Tuesday, December 22, 2009

Empanadas


Con cuchillo en mano y amenazas en la boca fui consciente de que caminábamos en la cuerda floja de nuestros límites; los ojos filosos, otro par de cuchillos que ella me quería clavar. Agarré las dos canastas y salí pateando enfurecido, me iba sabiendo que entre más rápido mejor, nunca habíamos estado tan cerca de hacernos daño. En la parada tuve tiempo para calmarme. Llegó el bus, le pagué al chofer y atravesé entre los asientos vacíos hasta el final; ni un alma. Ahora a mis anchas, tranquilo, no sentí remordimiento cuando decidí que entre Andrea y yo lo más sano era separarnos. La gente empezó a desfilar delante de mí, contadas entraron cuatro secretarias frescas y perfumadas. Cedí el asiento a una señora, y me fui colgando el resto del camino. Cuando pasamos por la fuente el bus estaba repleto.
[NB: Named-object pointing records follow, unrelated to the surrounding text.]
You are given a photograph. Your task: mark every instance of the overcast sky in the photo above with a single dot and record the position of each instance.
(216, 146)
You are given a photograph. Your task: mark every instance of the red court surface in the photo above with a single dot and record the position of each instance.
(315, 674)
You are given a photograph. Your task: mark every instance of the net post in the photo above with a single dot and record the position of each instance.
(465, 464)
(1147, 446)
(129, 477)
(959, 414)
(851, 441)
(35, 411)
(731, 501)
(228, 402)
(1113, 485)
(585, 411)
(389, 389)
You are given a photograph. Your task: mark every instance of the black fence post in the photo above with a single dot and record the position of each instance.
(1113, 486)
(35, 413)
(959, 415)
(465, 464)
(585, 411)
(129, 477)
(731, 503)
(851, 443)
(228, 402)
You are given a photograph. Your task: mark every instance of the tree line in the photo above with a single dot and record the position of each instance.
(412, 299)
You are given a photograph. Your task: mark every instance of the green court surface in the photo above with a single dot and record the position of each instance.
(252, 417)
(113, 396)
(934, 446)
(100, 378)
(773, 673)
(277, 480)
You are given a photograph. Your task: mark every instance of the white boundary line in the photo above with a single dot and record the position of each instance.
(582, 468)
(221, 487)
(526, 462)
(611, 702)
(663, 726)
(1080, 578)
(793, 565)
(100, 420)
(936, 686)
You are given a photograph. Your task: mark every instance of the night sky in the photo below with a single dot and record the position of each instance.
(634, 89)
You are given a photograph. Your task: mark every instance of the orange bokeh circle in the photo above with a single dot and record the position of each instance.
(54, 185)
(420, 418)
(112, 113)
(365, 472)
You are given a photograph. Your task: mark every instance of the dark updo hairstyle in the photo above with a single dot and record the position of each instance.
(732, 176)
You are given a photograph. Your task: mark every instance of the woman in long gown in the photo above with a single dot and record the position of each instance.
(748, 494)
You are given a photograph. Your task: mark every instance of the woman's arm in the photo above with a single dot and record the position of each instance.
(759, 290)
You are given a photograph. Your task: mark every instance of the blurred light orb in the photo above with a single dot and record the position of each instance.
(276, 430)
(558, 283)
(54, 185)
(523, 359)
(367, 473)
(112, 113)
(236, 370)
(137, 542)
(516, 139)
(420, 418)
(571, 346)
Era imposible no incomodar a la gente con mis canastas, intenté acomodarlas debajo de los brazos, pero incomodé aún más; hasta hubo alguien que se enojó y dijo algo; yo seguí callado hasta que se abrieron las puertas en la última parada.

Tomé el segundo bus hasta la repostería de los chilenos, ahí cargué una canasta con bocadillos dulces y en la otra empanadas de pollo y carne. Los demás repartidores y yo, nos aseguramos de que nadie, fuera a interferir en la ruta de los otros. Andrea y yo siempre trabajábamos juntos por eso no faltó quien preguntara por ella.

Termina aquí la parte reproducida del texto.